Site Reliability Engineer – Cloud Services

Aspect

Job Description
GENERAL SCOPE & SUMMARY

The Site Reliability Engineer is responsible for automation and infrastructure buildout deploying Kubernetes clusters and migrating the workload from traditional VM’s into containers in a PCI compliant environment.
This involves working to get applications into a CI/CD platform, ensuring uptime, and identifying service level objectives.
This position will work closely with the R&D team to build and run large-scale, massively distributed, and fault-tolerant systems through mechanisms like automation and evolve systems by pushing for changes that improve reliability and velocity.
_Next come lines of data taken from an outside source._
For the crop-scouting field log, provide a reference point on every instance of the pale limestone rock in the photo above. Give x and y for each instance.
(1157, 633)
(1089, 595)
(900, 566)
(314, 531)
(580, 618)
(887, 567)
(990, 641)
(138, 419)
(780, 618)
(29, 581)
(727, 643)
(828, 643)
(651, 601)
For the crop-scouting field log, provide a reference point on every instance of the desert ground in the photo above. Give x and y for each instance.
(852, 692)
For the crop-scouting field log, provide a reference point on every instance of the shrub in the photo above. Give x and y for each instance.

PRIMARY ROLE & RESPONSIBILITIES

Support the implementation and design of containerized systems utilizing CI/CD and Kubernetes
Deploying and administering Kubernetes clusters in multi-cloud environments
Configure Linux systems and software packages
Collaborate with the team on procedural knowledge of what is to be automated
Automate operational tasks and assist in the transition to service ownership models
Collaborate across project teams to simplify and improve software lifecycle processes
Manage and maintain infrastructure as code
Provision and configure cloud assets using scripts, API’s, CLI’s and management consoles
Conduct Production Readiness Reviews (PRRs) to determine the reliability of systems before release
Participate in postmortem reviews

Qualifications

REQUIREMENTS

Recent practical experience and background working with 3 years of Kubernetes experience
Expertise in designing, analyzing, and troubleshooting large-scale distributed systems
Ability to debug, optimize scripts, and automate routine tasks.
Ideally have a systematic problem-solving approach coupled with strong communication skills and a sense of ownership and drive.
Cloud experience: AWS, Azure, and other cloud platforms
Experience with: Cassandra, Argo CD, Chart Museum, ChatOps
Experience with Terraform, Ansible, Vault, and Jenkins administration
Experience with Linux operating systems and networking engineering
Experience with monitoring systems such as DataDog and Prometheus
Experience with Continuous Delivery
Ability to define Service Level Indicators (SLIs) and Service Level Objectives (SLOs)
Bachelor’s degree or equivalent level of experience